Del evangelio de san Juan 19, 25-27

En aquel tiempo, junto a la cruz de Jesús estaban su madre, la hermana de su madre, María, la de Cleofás, y María, la Magdalena. Jesús, al ver a su madre y cerca al discípulo que tanto quería, dijo a su madre: «Mujer, ahí tienes a tu hijo.» Luego, dijo al discípulo: «Ahí tienes a tu madre.» Y desde aquella hora, el discípulo la recibió en su casa.

 

RESPUESTA A LA PALABRA

La cruz es la fuente de donde mana una vida interminable.
El costado abierto de Jesús,
su corazón entrañado en el de Trinidad Santa y Eterna,
no deja de sorprendernos.
Amándonos hasta el extremo, nos entrega su vida, y
con ella, a su misma madre.
¿Cabía mayor generosidad?.

Del hontanar de la cruz no deja de manar
gracia tras gracia.
Mirad al que atravesaron,
ved como el amor encarnado
se alarga indefinidamente,
hasta tocar el último repliegue
de la condición humana.
Nada queda de nosotros que no haya sido
contemplado por Él,
asumido por Él,
transfundido por Él.

También su Madre nos es dada como madre,
para que en ella seamos nuevamente engendrados y
con razón podamos llamarnos “hijos en el Hijo”.
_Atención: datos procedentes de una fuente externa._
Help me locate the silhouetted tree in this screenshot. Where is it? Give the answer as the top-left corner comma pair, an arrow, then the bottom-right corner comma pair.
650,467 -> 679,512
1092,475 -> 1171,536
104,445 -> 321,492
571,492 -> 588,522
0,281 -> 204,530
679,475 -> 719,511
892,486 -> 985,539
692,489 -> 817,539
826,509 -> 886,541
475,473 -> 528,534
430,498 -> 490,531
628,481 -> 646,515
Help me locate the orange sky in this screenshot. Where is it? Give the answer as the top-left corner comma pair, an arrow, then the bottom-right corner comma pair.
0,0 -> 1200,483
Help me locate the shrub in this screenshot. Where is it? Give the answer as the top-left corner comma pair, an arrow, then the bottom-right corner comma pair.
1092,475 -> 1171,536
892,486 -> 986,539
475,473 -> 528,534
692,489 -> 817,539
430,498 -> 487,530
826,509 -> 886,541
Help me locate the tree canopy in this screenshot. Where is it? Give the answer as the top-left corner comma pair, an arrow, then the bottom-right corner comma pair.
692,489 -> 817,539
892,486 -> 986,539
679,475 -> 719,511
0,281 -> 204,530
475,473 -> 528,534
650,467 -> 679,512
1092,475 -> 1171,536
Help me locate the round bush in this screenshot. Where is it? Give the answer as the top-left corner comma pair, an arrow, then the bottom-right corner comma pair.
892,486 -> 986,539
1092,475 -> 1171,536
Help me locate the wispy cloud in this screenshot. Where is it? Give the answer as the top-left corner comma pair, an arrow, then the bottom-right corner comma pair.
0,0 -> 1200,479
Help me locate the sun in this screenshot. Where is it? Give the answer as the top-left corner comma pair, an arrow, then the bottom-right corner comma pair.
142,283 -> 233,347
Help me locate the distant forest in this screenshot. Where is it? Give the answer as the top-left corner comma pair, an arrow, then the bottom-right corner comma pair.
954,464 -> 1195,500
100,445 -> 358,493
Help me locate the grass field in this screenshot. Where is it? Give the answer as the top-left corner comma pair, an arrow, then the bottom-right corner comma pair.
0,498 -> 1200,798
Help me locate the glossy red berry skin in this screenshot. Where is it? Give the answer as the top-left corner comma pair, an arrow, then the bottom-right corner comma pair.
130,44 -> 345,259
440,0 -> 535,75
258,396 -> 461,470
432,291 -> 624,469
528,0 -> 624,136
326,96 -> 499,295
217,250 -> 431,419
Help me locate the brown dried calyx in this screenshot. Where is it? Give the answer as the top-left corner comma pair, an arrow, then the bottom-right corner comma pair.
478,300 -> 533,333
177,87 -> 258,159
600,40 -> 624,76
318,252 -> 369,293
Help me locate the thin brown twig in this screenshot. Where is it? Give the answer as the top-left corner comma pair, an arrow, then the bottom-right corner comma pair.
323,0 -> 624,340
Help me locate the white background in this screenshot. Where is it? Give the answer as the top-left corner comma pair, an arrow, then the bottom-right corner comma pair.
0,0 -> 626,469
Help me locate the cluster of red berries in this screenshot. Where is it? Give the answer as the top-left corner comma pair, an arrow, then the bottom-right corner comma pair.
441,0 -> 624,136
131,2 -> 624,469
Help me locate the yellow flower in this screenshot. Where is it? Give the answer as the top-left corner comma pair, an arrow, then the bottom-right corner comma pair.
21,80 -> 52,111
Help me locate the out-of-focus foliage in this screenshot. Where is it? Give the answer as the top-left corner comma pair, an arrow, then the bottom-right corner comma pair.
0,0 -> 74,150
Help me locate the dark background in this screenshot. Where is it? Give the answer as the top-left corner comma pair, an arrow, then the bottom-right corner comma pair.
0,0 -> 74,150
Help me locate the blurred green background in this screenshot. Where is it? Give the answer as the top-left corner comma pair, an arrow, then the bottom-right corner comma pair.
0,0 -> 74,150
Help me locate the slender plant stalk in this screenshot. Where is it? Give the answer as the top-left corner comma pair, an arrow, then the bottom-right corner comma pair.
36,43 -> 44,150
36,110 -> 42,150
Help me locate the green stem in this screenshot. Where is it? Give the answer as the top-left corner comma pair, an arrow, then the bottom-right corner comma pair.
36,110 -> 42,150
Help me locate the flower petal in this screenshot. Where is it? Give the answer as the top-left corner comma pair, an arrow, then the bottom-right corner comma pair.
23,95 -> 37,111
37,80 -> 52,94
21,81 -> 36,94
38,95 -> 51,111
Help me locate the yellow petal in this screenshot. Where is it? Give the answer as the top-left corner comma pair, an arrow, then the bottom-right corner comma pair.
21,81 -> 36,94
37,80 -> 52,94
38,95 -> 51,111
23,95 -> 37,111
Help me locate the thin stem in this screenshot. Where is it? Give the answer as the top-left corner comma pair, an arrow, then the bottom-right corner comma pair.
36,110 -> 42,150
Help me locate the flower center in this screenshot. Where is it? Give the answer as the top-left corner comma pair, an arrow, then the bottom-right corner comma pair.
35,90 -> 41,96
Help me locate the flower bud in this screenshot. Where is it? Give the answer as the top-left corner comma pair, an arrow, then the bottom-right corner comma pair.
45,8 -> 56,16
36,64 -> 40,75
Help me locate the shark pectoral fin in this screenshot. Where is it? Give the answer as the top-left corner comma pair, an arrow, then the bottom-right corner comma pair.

Partícipes de la misma naturaleza,
partícipes de una misma filiación,
partícipes de un mismo destino.

Jesús le ha dicho: “Mujer, ahí tienes a tu hijo”,
a la vez que me dice a mí: “Ahí tienes a tu madre”.
¿Cómo no dar gracias y exultar de gozo,
cuando en medio de los dolores de la Madre
al dar a luz definitivamente a su Hijo en la cruz,
nos engendra también a nosotros y
a la vez nos acuna en su seno?.
Su regazo se abrió tanto como su corazón,
de modo que en Él, desde entonces,
podemos descansar como su Hijo lo hizo
el día que nació y aquel  otro en el que murió.

Bendito sea el fruto de su vientre, y
benditos sus brazos que nos sostienen.